Dans sa ligne de mire : l’éco-régime. La Commission regrettait en effet que cette aide, indexée sur les efforts environnementaux, récompense de la même manière les cultures biologiques et celles certifiées Haute Valeur Environnementale (HVE).
Or ce label HVE fait l’objet de critiques depuis le début de son intégration dans le PSN, son cahier des charges étant nettement moins contraignant que celui du bio.
Cette entorse au principe de conditionnalité des aides, particulièrement renforcée dans cette nouvelle PAC, sera probablement revue par le gouvernement. Cette conditionnalité fait partie « des points qui concernent la réglementation et qui vont devoir être changés dans le PSN. La France n’a pas le choix. La commission ne peut pas faire de chèque en blanc », confie à EURACTIV Mathieu Courgeau, président de la plateforme Pour une autre PAC.
Outre les questions réglementaires, difficilement contournables, le reste sera d’ordre « politique » reconnaît Mathieu Courgeau. Raison pour laquelle, depuis quelques jours, les associations se mobilisent pour faire pression sur le gouvernement afin de revoir en profondeur le PSN.
Concernant les jachères, les associations craignent par exemple que la France autorise, comme c’est le cas actuellement, leur culture dans les années à venir.

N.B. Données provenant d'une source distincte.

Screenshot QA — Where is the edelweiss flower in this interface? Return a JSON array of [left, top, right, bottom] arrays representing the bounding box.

Dans les nouveaux plans stratégiques, il y a, pour l’instant, obligation de disposer de surfaces non productives (dont les jachères) de 4 % à 7 % des terres exploitées.
Or à l’issue du Conseil « Agriculture et pêche » le 7 avril dernier, le ministre Julien Denormandie précisait en conférence de presse que, pour 2023, la question des jachères sera portée à la « discussion en temps voulu » par le commissaire européen à l’Agriculture. Rien n’est joué, donc.
Difficile, pour le moment, de savoir ce que va devenir le PSN, d’autant que l’actualité se voit percutée par les élections présidentielles le 24 avril prochain. Si la majorité présidentielle est reconduite, le ministère maintiendra « l’objectif d’une validation du PSN d’ici l’été ».
En attendant que la France remette sa version corrigée du PSN, le ministère de l’Agriculture et de l’Alimentation confie à EURACTIV que « chacune des observations de la Commission seront étudiées » avant de lui répondre, « après avoir consulté les parties prenantes ».
« Le contexte de la guerre en Ukraine, en remettant en lumière l’impératif de souveraineté alimentaire, impacte également, en cours de route, le processus d’examen des PSN en pleine procédure » nous explique le ministère.
Du côté du collectif Pour une autre PAC, les attentes sont minces. Selon son président Mathieu Courgeau « on ne peut pas détricoter le PSN plus que ça. On ne peut pas faire moins ».
Nous aurons la réponse dans quelques semaines, après les élections.